Good afternoon, everyone. I’m happy to be here to share my views to all of you today. My name is Donny Ko. My purpose today is talk about “Joseph Kony “and “Kony 2012” and raise the awareness about the child army and child kidnap. This presentation will hopefully give you more ideas for this discussion this afternoon. I’ll break down this presentation into three parts: first, the introduction of Joseph Kony; second, the action called Kony 2012; third, the critical problems of this action and my feelings.
Joseph Kony is the most wanted criminal in the world today. He is the head of the Lord's Resistance Army (LRA), a Ugandan guerrilla group. He ordered the abduction of children to become child-sex slaves and child soldiers. An estimated 66,000 children became soldiers and two million people have been internally displaced since 1986. This is the reason why the bulk of Kony's foot soldiers were children. Now, as we know, Kony is a bad guy definitely, and he’s been around a while.

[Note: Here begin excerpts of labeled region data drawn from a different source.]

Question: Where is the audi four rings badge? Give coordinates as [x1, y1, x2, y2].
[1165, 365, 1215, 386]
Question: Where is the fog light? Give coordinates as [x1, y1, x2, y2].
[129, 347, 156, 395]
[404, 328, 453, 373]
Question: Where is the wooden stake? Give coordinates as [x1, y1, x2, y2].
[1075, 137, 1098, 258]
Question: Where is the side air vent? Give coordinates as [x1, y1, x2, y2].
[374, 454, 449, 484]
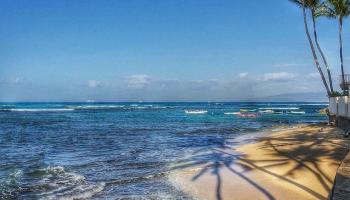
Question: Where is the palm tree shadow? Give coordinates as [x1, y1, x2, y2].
[172, 125, 348, 200]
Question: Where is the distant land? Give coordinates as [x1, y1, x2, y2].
[247, 92, 328, 102]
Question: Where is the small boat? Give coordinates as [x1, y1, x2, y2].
[259, 110, 275, 114]
[185, 110, 208, 114]
[290, 111, 305, 115]
[224, 112, 241, 115]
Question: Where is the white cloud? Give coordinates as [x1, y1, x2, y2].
[273, 63, 304, 67]
[126, 74, 151, 89]
[0, 77, 23, 85]
[260, 72, 295, 81]
[306, 72, 321, 80]
[88, 80, 101, 88]
[239, 72, 248, 78]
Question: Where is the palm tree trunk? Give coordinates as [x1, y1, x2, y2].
[312, 13, 334, 93]
[303, 0, 331, 96]
[339, 17, 347, 93]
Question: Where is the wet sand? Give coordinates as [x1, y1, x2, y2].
[169, 124, 349, 200]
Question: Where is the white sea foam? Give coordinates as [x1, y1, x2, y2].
[185, 110, 208, 114]
[70, 105, 124, 110]
[37, 166, 106, 200]
[0, 108, 74, 112]
[290, 111, 305, 115]
[300, 103, 329, 106]
[224, 112, 241, 115]
[259, 107, 299, 110]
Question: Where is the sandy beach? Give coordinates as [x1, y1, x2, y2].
[169, 124, 349, 200]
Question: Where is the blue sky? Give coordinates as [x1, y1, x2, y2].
[0, 0, 350, 101]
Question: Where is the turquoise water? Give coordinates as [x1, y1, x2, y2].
[0, 103, 327, 199]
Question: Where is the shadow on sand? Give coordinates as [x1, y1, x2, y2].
[172, 125, 348, 200]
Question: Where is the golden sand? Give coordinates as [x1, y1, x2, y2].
[169, 125, 349, 200]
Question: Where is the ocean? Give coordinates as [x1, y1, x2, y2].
[0, 102, 327, 199]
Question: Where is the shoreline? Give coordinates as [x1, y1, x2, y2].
[169, 124, 349, 200]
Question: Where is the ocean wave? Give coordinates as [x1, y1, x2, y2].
[0, 108, 74, 112]
[27, 166, 106, 200]
[300, 103, 329, 106]
[69, 105, 124, 110]
[224, 112, 241, 115]
[185, 110, 208, 114]
[259, 107, 299, 110]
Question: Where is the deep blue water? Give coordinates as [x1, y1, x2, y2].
[0, 103, 327, 199]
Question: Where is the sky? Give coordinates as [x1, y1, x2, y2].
[0, 0, 350, 101]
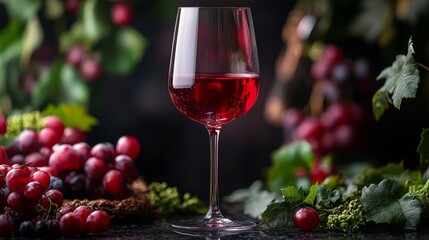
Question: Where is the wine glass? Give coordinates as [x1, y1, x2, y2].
[168, 7, 259, 233]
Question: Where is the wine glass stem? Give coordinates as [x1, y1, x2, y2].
[204, 128, 223, 220]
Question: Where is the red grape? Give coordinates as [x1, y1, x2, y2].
[116, 135, 141, 160]
[39, 127, 62, 148]
[45, 189, 64, 207]
[91, 142, 116, 163]
[60, 213, 85, 237]
[86, 210, 110, 233]
[0, 214, 15, 237]
[111, 1, 134, 26]
[24, 181, 45, 200]
[0, 114, 7, 135]
[60, 127, 86, 144]
[83, 157, 108, 180]
[49, 145, 82, 172]
[0, 146, 9, 164]
[18, 129, 39, 153]
[103, 169, 125, 194]
[5, 168, 30, 193]
[30, 170, 51, 192]
[43, 115, 65, 136]
[24, 152, 49, 167]
[293, 207, 320, 231]
[113, 155, 139, 180]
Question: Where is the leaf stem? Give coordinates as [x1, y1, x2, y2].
[417, 62, 429, 72]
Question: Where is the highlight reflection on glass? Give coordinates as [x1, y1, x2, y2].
[168, 7, 259, 235]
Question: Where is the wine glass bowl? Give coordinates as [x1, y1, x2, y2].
[168, 7, 259, 233]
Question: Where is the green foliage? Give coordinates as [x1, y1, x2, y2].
[42, 104, 98, 132]
[260, 184, 319, 228]
[353, 162, 422, 191]
[362, 180, 423, 229]
[417, 128, 429, 164]
[148, 182, 207, 217]
[326, 199, 366, 233]
[372, 38, 420, 120]
[267, 141, 315, 192]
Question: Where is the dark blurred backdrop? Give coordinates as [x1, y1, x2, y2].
[89, 0, 294, 201]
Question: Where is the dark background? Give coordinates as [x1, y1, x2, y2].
[89, 0, 294, 201]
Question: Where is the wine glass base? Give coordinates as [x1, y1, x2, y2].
[171, 218, 256, 237]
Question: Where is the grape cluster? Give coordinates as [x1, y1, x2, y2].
[326, 199, 366, 232]
[311, 44, 374, 102]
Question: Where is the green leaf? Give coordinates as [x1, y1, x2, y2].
[304, 183, 319, 205]
[372, 91, 392, 121]
[314, 186, 342, 209]
[58, 64, 90, 107]
[31, 61, 64, 109]
[21, 15, 43, 65]
[1, 0, 42, 21]
[362, 180, 423, 229]
[42, 104, 98, 132]
[376, 38, 420, 109]
[267, 141, 315, 192]
[102, 27, 147, 74]
[417, 128, 429, 163]
[82, 0, 110, 42]
[280, 186, 305, 205]
[261, 200, 294, 229]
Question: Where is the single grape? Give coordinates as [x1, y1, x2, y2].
[0, 214, 15, 237]
[19, 221, 35, 237]
[111, 1, 134, 27]
[7, 192, 30, 212]
[18, 129, 39, 153]
[83, 157, 108, 181]
[45, 189, 64, 207]
[24, 152, 49, 167]
[24, 181, 45, 200]
[39, 127, 62, 148]
[34, 220, 51, 237]
[91, 142, 116, 163]
[113, 155, 139, 180]
[86, 210, 110, 233]
[60, 127, 86, 144]
[49, 176, 64, 191]
[80, 58, 101, 82]
[103, 169, 125, 194]
[43, 115, 65, 136]
[30, 170, 51, 192]
[0, 114, 7, 135]
[0, 146, 9, 164]
[116, 135, 141, 160]
[60, 212, 85, 237]
[5, 168, 30, 193]
[49, 145, 82, 173]
[293, 207, 320, 231]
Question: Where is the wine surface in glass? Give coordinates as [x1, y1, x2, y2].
[168, 73, 259, 128]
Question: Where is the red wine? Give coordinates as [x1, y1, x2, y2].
[168, 73, 259, 127]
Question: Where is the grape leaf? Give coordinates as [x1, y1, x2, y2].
[267, 141, 315, 192]
[362, 180, 423, 229]
[260, 200, 295, 229]
[417, 128, 429, 163]
[42, 104, 98, 132]
[373, 38, 420, 115]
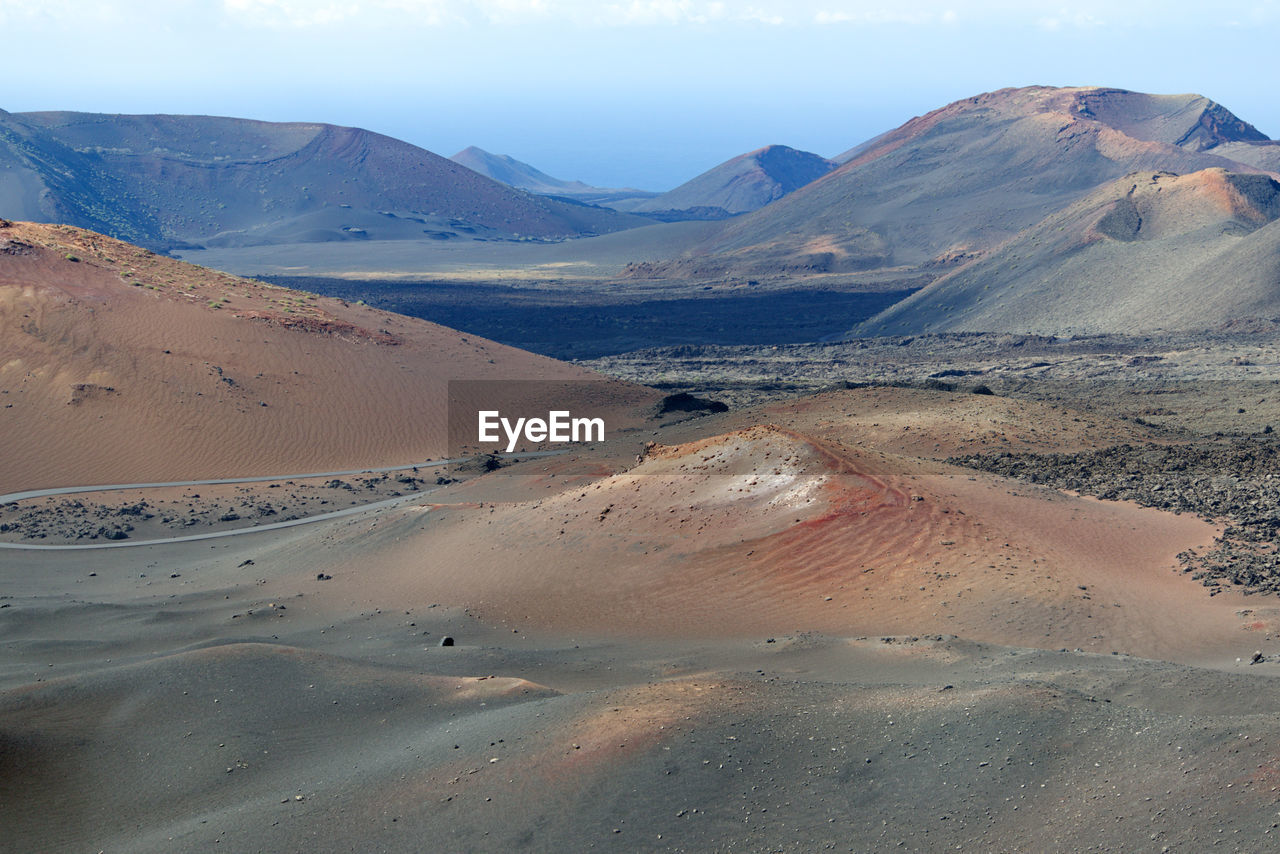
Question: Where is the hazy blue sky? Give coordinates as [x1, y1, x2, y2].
[0, 0, 1280, 189]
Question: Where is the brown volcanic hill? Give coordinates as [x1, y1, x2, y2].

Actually, he was indicted for war crimes by the International Criminal Court in 2005 on 33 charges including murder, enslavement, rape, pillaging, and forced fighting, he has left Uganda for the bush; his whereabouts are unknown. Therefore, the US has been involved in stopping him for years. U.S. Africa Command (AFRICOM) has sent multiple missions to capture or kill Kony over the years. And they’ve failed time and time again, each provoking a ferocious response and increased retaliative slaughter. The issue with taking out a man who uses a child army is that his bodyguards are children. Any effort to capture or kill him will almost certainly result in many children’s deaths, an impact that needs to be minimized as much as possible.
I guess most of you didn’t know who Kony is before I mentioned about this. Just same to me, but how can I know about this? Actually I saw it through the facebook. One day, when I opened my facebook all I saw was everyone sharing this video called Kony 2012. So I decided to check it out because like many people out there I knew nothing about Kony. It is a very powerful and well-made video, was produced by a group called Invisible Children. The goal of Invisible Children is to capture Joseph Kony at the end of 2012. Let’s achieve this goal and make the invisible children to be visible. The coming is a part of that emotional video. Let’s take a look on it.
After watching this video, you should recognize that the purpose is to promote the charity's 'Stop Kony' movement to make indicted Ugandan war criminal Joseph Kony internationally known in order to arrest him in 2012. Do you want to take an action to assist this project after watching it? If you really want to take an action, you may forward this video or news to Twitter or Facebook, order the Joseph Kony Kit, make a donation to Invisible Children fund or just pray for it.
Actually, I’m opposed to the Kony 2012 campaign to such an extent.
However, “Kony 2012” has been trending all day on twitter and Facebook nowadays. As usual when something becomes this popular there is always some controversy that will surround it. There are many critics out there turning this video into a controversy. There is some stuff that the critics are saying about this movie: 1) Less than 50% of Invisible Children’s revenue goes towards the campaign. The majority of the money goes to advertising campaigns, salaries, film production costs and travel expenses. 2) Making Kony famous may be sending out the wrong message
3) Invisible Children are fighting for military action to be used to take down Kony. They support the Ugandan army, which has been known to rape, plunder and kill innocent by standers.
Invisible Children has been condemned time and time again. As a registered not-for-profit, its finances are public. Last year, the organization spent only 32% of their expense went to direct services, with much of the rest going to staff salaries, travel and transport, and film production. This is far from ideal.
The group is in favour of direct military intervention, and their money supports the Ugandan government’s army and various other military forces. Here’s a photo of the founders of Invisible Children posing with weapons and personnel of the Sudan People’s Liberation Army. Both the Ugandan army and Sudan People’s Liberation Army are riddled with accusations of rape and looting, but Invisible Children defends them, arguing that the Ugandan army is “better equipped than that of any of the other affected countries”, although Kony is no longer active in Uganda and hasn’t been since 2006 by their own admission.
Military intervention may or may not be the right idea, but people supporting Kony 2012 probably don’t realize they’re supporting the Ugandan military who are themselves raping and looting away. If people know this and still support Invisible Children because they feel it’s the best solution based on their knowledge and research, I have no issue with that. But I don’t think most people are in that position, and that’s a problem.
Is awareness good? Yes. But these problems are highly complex, not one-dimensional and, frankly, aren’t of the nature that can be solved by poster-posting, film-making and changing your Facebook profile picture, as hard as that is to swallow. Giving your money and public support to Invisible Children so they can spend it on supporting ill-advised violent intervention and movie isn’t helping. Do I have a better answer? No, I don’t, but that doesn’t mean that you should support Kony 2012 just because it’s something. Something isn’t always better than nothing. Sometimes it’s worse.
Watch this movie, do your own research and come up with your own conclusions. One thing for sure Kony is a war criminal that definitely should be arrested for all the atrocities he has committed.